Bu gibi gerçek dışı kavramlara sığınmanın -tembelliğin- nedeni ise
ifa edilmesi gerekli işlemin yararına/gerekliliğine/mutlu edeceğine/zevk yaratacağına inanmamak; yapılması gerekli görülen eyleme yönelik isteğin bulunmamasıdır. Söz konusu işlem (eylem) bir meslek de olabilir, bütünü ile bir hayat tarzı (yaşanan ortam) da…
Yani aslında kimse ne iradesizidr, ne kendini zorlayamaz yapıda, ne de tembel; sadece hayatında sevebileceği, tatmin bulacağı bir ortam yaratma ümidini yitirmiş, bu yüzden tembelleşmiştir.
Bu yüzden herkes canı isteyince (canının istediği alanlarda) iradeli olma, kendini zorlama, tembellikten kurtulma ve depresyonu kırma kapasitesine sahiptir. Her zaman söylediğim sözü yineleyeyim: “Şu anda bulunduğunuz odaya uzaylı bir dev örümcek girse, hayatta koşmadığınız kadar kızlı koşar, böylece de kapasitenizin büyüklüğünü anlar, şaşarsınız.”

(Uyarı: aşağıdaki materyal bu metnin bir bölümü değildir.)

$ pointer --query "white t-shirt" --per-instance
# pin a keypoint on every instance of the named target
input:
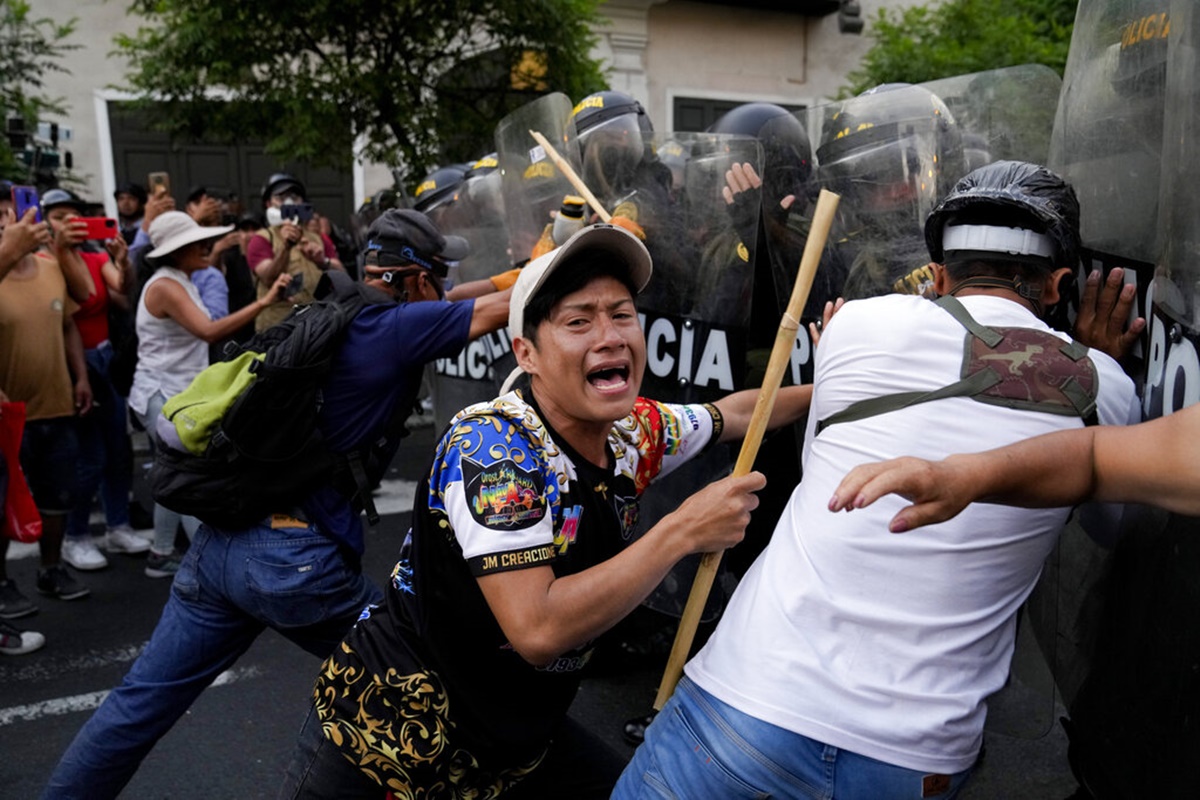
(879, 643)
(169, 356)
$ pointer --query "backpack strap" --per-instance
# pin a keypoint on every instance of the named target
(1083, 401)
(979, 382)
(952, 306)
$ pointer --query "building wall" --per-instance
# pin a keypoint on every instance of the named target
(654, 49)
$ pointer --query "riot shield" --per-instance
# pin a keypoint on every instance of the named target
(1003, 114)
(1133, 720)
(532, 185)
(891, 154)
(1108, 143)
(477, 214)
(1008, 114)
(696, 308)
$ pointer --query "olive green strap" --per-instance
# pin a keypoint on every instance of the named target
(978, 383)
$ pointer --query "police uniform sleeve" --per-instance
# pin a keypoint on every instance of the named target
(496, 497)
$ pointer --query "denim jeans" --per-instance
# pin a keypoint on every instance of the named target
(701, 747)
(579, 765)
(106, 461)
(229, 588)
(166, 522)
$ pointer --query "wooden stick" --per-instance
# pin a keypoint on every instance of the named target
(576, 181)
(780, 354)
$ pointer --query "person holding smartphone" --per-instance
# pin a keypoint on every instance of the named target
(286, 247)
(42, 365)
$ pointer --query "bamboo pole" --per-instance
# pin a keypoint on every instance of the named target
(576, 181)
(780, 354)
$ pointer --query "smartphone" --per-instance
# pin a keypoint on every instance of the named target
(156, 180)
(25, 198)
(299, 212)
(100, 227)
(295, 286)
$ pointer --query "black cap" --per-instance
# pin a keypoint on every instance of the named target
(402, 236)
(130, 187)
(250, 221)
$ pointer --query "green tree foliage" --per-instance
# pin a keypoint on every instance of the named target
(955, 37)
(413, 82)
(29, 49)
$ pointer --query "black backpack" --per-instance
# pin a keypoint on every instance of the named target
(262, 451)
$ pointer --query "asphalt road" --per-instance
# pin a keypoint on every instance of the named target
(237, 739)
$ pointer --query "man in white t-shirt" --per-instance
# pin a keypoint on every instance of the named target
(853, 662)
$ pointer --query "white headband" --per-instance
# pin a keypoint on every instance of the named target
(994, 239)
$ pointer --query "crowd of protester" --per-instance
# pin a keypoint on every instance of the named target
(95, 334)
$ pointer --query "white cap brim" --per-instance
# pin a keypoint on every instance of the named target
(606, 239)
(186, 238)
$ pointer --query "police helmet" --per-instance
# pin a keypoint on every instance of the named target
(1023, 211)
(484, 166)
(894, 148)
(438, 187)
(615, 136)
(281, 184)
(787, 152)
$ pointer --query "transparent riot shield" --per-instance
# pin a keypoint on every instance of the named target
(696, 308)
(477, 214)
(1108, 143)
(1108, 138)
(891, 154)
(1003, 114)
(532, 185)
(1008, 114)
(1134, 717)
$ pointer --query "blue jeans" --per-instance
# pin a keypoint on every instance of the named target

Hiçbir eğitim -kişi eğitimden çok kendi eğilimlerine/inançlarına/arzularına bağlı ise- etkin olamaz. Bu durum bir kişinin vücut yapmak için bir gym’e yazılmasına benzer. Kişi halter kaldırmayı değil, vücudunun güzel olmasını istiyorsa -hocanın yazdığı program ne denli verimli olsa da- (aslında halter kaldırmakla hiç de ilgili olmadığı için) programdan yarar göremez. Bu yüzden güzel vücutları gym’de olmaktan gerçekten zevk alanlar yaparlar.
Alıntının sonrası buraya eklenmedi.